Jsun Yui Wong
The computer program listed below seeks to solve the following nonlinear Diophantine equation from Abraham, Sanyal, and Sanglikar [1]:
5*X(1)^5 + 9*X(2)^3 + 3*X(3)^2 + 7*X(4)^2 + 2*X(5)^2 = 60500.
0 DEFDBL A-Z
3 DEFINT J, K
4 DIM X(32768), A(32768), P(32768), K(32768)
5 FOR JJJJ = -32000 TO 32000
14 RANDOMIZE JJJJ
16 M = -1D+50
91 FOR KK = 1 TO 5
94 A(KK) = FIX(1 + RND * 20)
95 NEXT KK
128 FOR I = 1 TO 10000 STEP 1
129 FOR K = 1 TO 5
131 X(K) = A(K)
132 NEXT K
155 FOR IPP = 1 TO FIX(1 + RND * 3)
181 B = 1 + FIX(RND * 5)
183 REM R = (1 - RND * 2) * A(B)
188 REM IF RND < .2 THEN X(B) = FIX(A(B) + RND * R) ELSE IF RND < .25 THEN X(B) = FIX(A(B) + RND ^ 3 * R) ELSE IF RND < .333 THEN X(B) = FIX(A(B) + RND ^ 5 * R) ELSE IF RND < .5 THEN X(B) = FIX(A(B) + RND ^ 7 * R) ELSE X(B) = FIX(A(B) + RND ^ 9 * R)

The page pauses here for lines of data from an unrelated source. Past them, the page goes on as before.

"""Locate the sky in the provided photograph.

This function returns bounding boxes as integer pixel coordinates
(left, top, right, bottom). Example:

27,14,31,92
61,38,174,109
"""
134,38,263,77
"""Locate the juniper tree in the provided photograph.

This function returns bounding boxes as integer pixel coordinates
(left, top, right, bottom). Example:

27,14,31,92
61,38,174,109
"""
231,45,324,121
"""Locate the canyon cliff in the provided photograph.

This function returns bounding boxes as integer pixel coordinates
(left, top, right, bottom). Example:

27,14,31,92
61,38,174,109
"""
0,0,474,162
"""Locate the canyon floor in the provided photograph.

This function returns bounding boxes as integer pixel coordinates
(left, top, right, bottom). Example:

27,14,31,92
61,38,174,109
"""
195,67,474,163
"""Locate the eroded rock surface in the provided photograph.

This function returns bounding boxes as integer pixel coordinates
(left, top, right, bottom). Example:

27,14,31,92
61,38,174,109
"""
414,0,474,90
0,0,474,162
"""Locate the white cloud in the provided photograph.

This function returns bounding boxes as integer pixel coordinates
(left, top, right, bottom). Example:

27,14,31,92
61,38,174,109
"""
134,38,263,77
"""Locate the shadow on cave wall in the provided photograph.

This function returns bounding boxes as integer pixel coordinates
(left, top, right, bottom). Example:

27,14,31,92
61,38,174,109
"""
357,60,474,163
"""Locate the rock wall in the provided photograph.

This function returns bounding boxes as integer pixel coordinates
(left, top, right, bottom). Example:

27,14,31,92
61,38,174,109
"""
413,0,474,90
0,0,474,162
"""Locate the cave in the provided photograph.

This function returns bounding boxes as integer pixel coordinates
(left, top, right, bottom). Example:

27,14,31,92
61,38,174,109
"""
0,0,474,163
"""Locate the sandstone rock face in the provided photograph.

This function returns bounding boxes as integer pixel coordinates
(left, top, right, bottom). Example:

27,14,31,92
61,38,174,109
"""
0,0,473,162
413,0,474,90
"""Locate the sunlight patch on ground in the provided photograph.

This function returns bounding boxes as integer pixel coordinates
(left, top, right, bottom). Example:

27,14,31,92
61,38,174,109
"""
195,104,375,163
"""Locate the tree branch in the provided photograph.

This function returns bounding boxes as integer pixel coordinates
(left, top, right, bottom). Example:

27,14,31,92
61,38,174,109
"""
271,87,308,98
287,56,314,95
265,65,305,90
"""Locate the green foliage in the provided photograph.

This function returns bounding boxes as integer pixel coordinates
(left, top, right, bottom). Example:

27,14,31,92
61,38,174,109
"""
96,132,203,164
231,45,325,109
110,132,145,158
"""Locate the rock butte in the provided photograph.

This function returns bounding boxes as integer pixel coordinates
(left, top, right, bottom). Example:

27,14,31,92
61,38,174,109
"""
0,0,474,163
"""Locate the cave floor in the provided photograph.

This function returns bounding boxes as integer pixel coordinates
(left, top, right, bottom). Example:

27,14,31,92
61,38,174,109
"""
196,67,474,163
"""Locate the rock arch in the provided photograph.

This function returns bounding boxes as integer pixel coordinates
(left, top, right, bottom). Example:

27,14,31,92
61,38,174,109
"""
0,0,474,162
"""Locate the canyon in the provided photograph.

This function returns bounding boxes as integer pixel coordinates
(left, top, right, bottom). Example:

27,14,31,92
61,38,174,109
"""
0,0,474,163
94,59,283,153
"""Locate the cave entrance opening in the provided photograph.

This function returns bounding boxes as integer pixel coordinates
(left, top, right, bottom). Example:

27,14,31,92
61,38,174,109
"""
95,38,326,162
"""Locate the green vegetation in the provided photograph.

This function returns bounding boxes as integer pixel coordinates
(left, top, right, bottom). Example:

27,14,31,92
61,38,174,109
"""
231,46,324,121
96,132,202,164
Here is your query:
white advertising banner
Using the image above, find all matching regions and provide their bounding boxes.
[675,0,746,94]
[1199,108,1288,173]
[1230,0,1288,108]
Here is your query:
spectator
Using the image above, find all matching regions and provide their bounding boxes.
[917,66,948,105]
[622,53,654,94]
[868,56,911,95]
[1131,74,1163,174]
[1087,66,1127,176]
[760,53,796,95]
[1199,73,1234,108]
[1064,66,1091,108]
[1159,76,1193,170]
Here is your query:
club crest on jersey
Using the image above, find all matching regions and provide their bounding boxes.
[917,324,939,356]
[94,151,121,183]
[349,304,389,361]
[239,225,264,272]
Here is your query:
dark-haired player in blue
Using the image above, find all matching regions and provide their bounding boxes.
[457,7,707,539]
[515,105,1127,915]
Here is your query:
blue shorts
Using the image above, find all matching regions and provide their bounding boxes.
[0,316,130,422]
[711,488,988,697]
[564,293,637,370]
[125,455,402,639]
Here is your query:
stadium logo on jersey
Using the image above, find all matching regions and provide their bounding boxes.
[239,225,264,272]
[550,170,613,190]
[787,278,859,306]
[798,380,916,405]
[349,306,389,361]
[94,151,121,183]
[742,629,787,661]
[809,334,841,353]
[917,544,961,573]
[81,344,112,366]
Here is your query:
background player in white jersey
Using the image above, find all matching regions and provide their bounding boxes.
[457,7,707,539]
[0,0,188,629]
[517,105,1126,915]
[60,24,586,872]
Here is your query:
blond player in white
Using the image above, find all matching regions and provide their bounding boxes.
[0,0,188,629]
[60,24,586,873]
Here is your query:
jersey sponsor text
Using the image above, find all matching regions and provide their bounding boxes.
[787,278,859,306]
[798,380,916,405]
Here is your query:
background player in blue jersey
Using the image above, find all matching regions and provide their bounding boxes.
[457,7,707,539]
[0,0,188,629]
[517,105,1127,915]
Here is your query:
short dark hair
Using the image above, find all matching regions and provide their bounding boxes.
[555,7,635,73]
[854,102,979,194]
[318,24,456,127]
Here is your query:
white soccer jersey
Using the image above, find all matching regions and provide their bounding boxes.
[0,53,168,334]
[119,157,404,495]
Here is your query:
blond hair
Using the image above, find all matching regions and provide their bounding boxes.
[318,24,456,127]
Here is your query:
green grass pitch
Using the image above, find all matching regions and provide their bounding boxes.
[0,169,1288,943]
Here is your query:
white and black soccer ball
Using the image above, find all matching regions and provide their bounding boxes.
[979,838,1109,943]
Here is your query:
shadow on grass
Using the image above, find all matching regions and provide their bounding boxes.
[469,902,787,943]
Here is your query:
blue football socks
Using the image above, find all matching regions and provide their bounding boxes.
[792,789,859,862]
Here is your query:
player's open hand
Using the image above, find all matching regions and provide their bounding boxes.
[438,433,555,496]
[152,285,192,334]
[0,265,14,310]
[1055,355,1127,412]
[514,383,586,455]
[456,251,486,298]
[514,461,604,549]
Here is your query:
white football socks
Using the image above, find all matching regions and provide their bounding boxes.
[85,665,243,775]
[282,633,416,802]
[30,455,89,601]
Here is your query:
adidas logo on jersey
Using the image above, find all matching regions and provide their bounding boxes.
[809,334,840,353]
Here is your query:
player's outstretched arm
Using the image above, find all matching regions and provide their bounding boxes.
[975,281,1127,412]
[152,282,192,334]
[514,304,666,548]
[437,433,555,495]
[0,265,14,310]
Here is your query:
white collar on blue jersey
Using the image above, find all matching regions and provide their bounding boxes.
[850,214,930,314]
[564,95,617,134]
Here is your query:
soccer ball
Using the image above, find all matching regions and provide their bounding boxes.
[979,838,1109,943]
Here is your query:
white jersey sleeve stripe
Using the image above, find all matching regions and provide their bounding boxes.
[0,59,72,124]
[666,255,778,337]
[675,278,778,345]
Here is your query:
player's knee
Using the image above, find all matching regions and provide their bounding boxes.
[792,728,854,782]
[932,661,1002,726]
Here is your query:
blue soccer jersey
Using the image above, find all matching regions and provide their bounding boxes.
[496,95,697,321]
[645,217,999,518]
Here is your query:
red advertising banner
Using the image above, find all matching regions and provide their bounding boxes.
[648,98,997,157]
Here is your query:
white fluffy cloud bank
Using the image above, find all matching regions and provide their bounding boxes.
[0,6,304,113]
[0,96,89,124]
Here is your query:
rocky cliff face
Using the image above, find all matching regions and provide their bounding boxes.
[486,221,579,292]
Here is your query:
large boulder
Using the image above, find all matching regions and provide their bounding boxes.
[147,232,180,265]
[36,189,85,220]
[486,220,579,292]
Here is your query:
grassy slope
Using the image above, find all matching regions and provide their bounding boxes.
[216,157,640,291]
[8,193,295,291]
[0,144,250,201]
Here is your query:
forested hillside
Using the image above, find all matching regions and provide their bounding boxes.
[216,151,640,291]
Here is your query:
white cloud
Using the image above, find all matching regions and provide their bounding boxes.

191 IF RND < .5 THEN X(B) = CINT(A(B) - 1) ELSE X(B) = CINT(A(B) + 1)
199 NEXT IPP
262 PZ = -ABS(5 * X(1) ^ 5 + 9 * X(2) ^ 3 + 3 * X(3) ^ 2 + 7 * X(4) ^ 2 + 2 * X(5) ^ 2 - 60500)
1111 P = PZ
1451 IF P <= M THEN 1670
1657 FOR KEW = 1 TO 5
1658 A(KEW) = X(KEW)
1659 NEXT KEW
1661 M = P
1670 NEXT I
1890 IF M < 0 THEN 1999
1911 PRINT A(1), A(2), A(3), A(4), A(5), M, JJJJ
1999 NEXT JJJJ
This computer program was run with qb64v1000-win [21]. Copied by hand from the screen, the computer program’s complete output through JJJJ= -31854 is shown below.
6 13 16 9 16
0 -31993
6 13 -3 -6 28
0 -31986
6 13 19 6 16
0 -31967
5 17 -8 8 -3
0 -31962
6 13 3 6 28
0 -31888
6 12 17 27 7
0 -31873
6 13 9 6 26
0 -31854
Above there is no rounding by hand; it is just straight copying by hand from the screen.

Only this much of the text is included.